The use of TBLC in the diagnosis of IPF continues to divide opinion in the ILD community. This is apparent from the publication of the 2018 guidelines for diagnosis of IPF when the guideline panel did not make a recommendation regarding its use in the context of probable or indeterminate UIP on CT [5]. The panel were evenly split for and against the use. On one hand, TBLC appears to offer the opportunity to obtain large-volume, well-preserved lung tissue allowing reasonable diagnostic yield with less mortality risk than SLB. However, on the other hand, morbidity post-TBLC is not insignificant and concerns regarding diagnostic accuracy have been raised [61]. Of concern is the fact that some complications, such as pneumothorax, are more common in patients with IPF [54]. The safety data published thus far for TBLC in suspected ILD may not be fully reflective of patients diagnosed with IPF. As shown in Table 1, the proportion of patients in the published work with an eventual diagnosis of IPF is commonly < 30%. In addition, the average age of patients included in a recent large retrospective analysis was 61 with a forced vital capacity of 85.4% predicted and transfer factor of 61.2% [54]. Registry data suggest the average age of IPF patients is closer to 70 with significantly poorer lung function [69]. The risk of TBLC in this group needs further examination to determine whether the technique is significantly safer than SLB. While these concerns need to be addressed, there are other areas such as cost in which TBLC appears to carry significant benefit over SLB [60, 70, 71]. In addition, as expertise and experience grow, the accuracy and safety of the technique will also improve.

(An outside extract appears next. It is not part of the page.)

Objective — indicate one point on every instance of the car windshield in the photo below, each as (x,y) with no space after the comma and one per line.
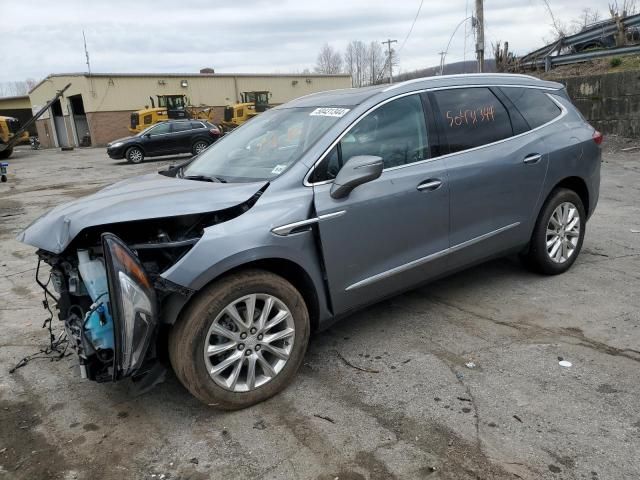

While the body of evidence regarding the use of TBLC in IPF grows, the quality remains low. The majority of publications are retrospective single-centre studies, which suffer from significant risk of bias. The reported diagnostic yield varies considerably within the study set. This reflects intrinsic differences in patient selection based on clinical characteristics, such as age and co-morbidities, and disease features, such as radiological extent of disease. There has been a dearth of protocolised prospective work in the field to date; however, change is on the horizon. In addition to the recently published prospective comparison study between TBLC and SLB [61], there are a further 11 studies registered to assessing the utility of TBLC in ILD. However, at present it remains unclear as to the eventual role of TBLC in the diagnosis of IPF and there remains a definite need to identify novel tests that have high diagnostic accuracy and are minimally invasive.